We use Halstead Volume — a metric from 1977 that measures the total information content of a program. Think of it as: "how much stuff do you have to type and read to express this solution?"
Formula: N × log₂(n) where N = total number of tokens and n = number of unique tokens.
Results
| Language ↕ | Avg Halstead Volume ↑ |
|---|---|
| Clojure | ★182▼ |
| Ruby | ★206▼ |
| Python | ★228▼ |
| Erlang | ★257▼ |
| Elixir | ★262▼ |
| Csharp | ★291▼ |
| Javascript | ★293▼ |
| Kotlin | ★301▼ |
| Objc | ★320▼ |
| Typescript | ★320▼ |
| Rust | ★370▼ |
| Swift | ★436▼ |
| Go | ★445▼ |
| Java | ★478▼ |
| Cpp | ★528▼ |
| Milo | ★593▼ |
| Haskell | ★661▼ |
| C | ★951▼ |
| Zig | ★1055▼ |
Why C and Zig explode
On algorithmic problems, C/Zig are only ~2× Python. On real-world problems, they jump to 5-7×. No standard library support for common operations means hand-building everything.
Word frequency in C (Halstead: 1790): No hash map → manual linear scan. No string split → character-by-character loop. No dynamic array → manual realloc. Every abstraction you build from scratch adds information the reader must process.
Word frequency in Python (Halstead: 238): Counter(words).most_common(10) — one line does what takes C 40 lines.
Haskell: compact but verbose
Haskell's moderate LOC (20.5 avg) hides high token diversity. Pattern matching, guards, qualified imports (Data.Map.Strict), and type class instances introduce many unique tokens. The program is short but information-dense.
Kotlin and Elixir: the sweet spot
Both achieve low verbosity (~280-294) despite having type systems and functional patterns. Their standard libraries absorb the verbosity — groupingBy { it }.eachCount() and Enum.frequencies() are single expressions that replace 10+ lines of manual logic.
Go: surprisingly verbose
Go's Halstead Volume (463) is higher than Rust/TS despite Go's reputation for simplicity. Go uses more tokens to say the same thing (no operator overloading, explicit error checking, verbose sorting). More tokens × moderate vocabulary = high volume.

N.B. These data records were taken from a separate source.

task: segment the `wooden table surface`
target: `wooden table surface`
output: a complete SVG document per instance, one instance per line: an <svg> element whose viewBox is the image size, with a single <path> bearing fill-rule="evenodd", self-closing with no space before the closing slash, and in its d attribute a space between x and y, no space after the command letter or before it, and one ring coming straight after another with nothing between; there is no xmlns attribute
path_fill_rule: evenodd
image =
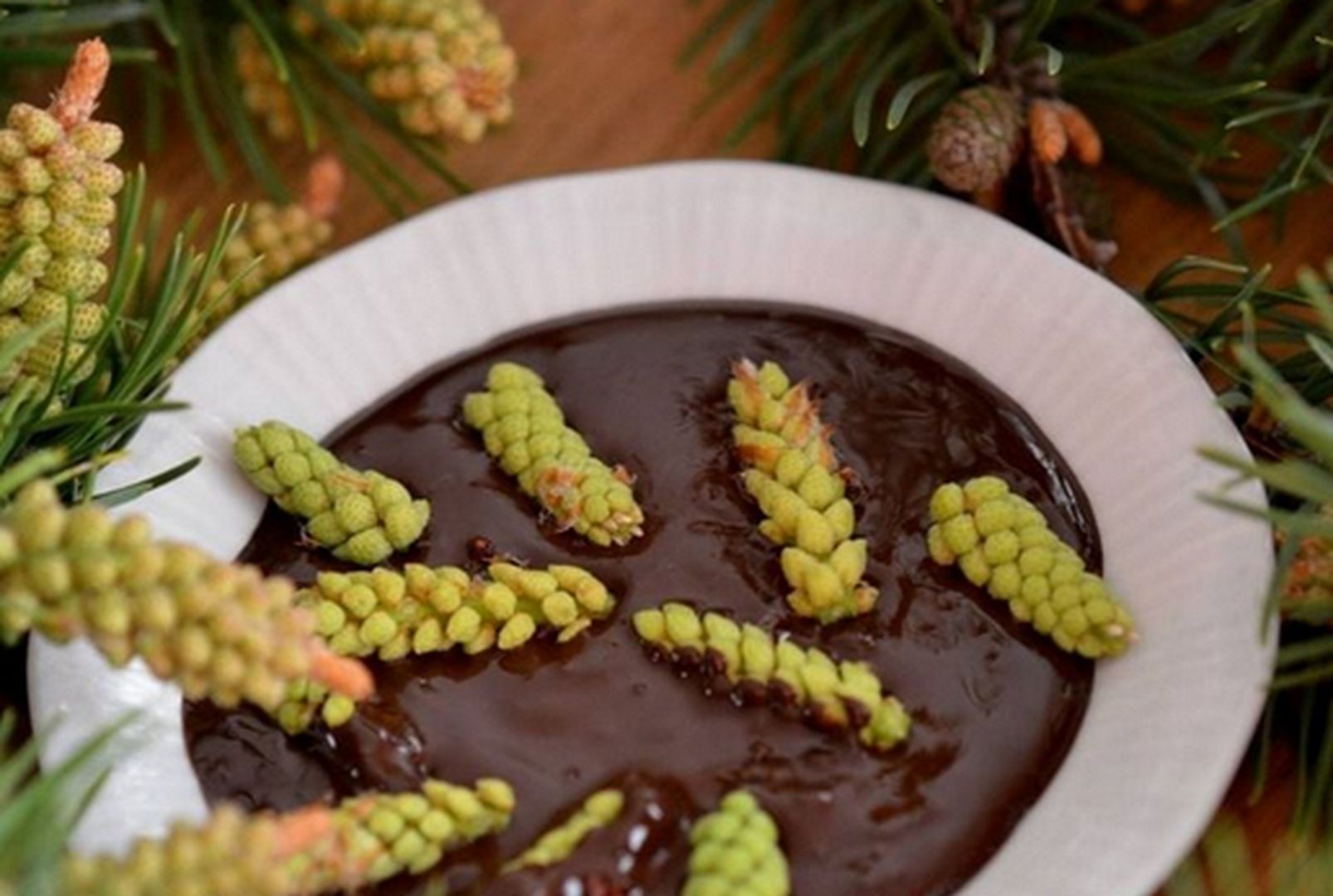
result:
<svg viewBox="0 0 1333 896"><path fill-rule="evenodd" d="M698 68L682 71L676 61L700 21L696 7L682 0L491 0L491 7L519 51L524 77L516 91L515 124L453 156L455 167L476 187L728 155L722 136L746 96L729 97L700 115L702 73ZM769 140L770 135L761 131L729 155L764 157ZM293 160L291 171L299 171L300 164ZM187 140L173 141L167 155L149 159L148 165L156 193L176 213L219 208L257 195L241 176L220 188L203 171ZM1141 287L1162 264L1185 253L1222 253L1200 209L1173 204L1114 172L1105 176L1117 212L1121 253L1112 275L1120 283ZM444 189L432 187L428 192L441 200L448 197ZM1256 260L1272 261L1274 277L1333 255L1326 196L1322 216L1318 199L1300 201L1281 241L1264 224L1249 228ZM337 219L339 244L356 241L389 221L364 187L353 184ZM1228 807L1242 815L1260 857L1286 824L1293 776L1290 764L1284 765L1286 771L1273 777L1257 805L1246 804L1248 780L1238 780L1228 799Z"/></svg>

What makes Halstead useful here?
Unlike LOC (which varies with formatting) or character count (which punishes long variable names), Halstead Volume measures information content — how many distinct building blocks the program uses and how many total operations it performs. A program that reuses the same few operations scores lower than one that introduces many unique operations.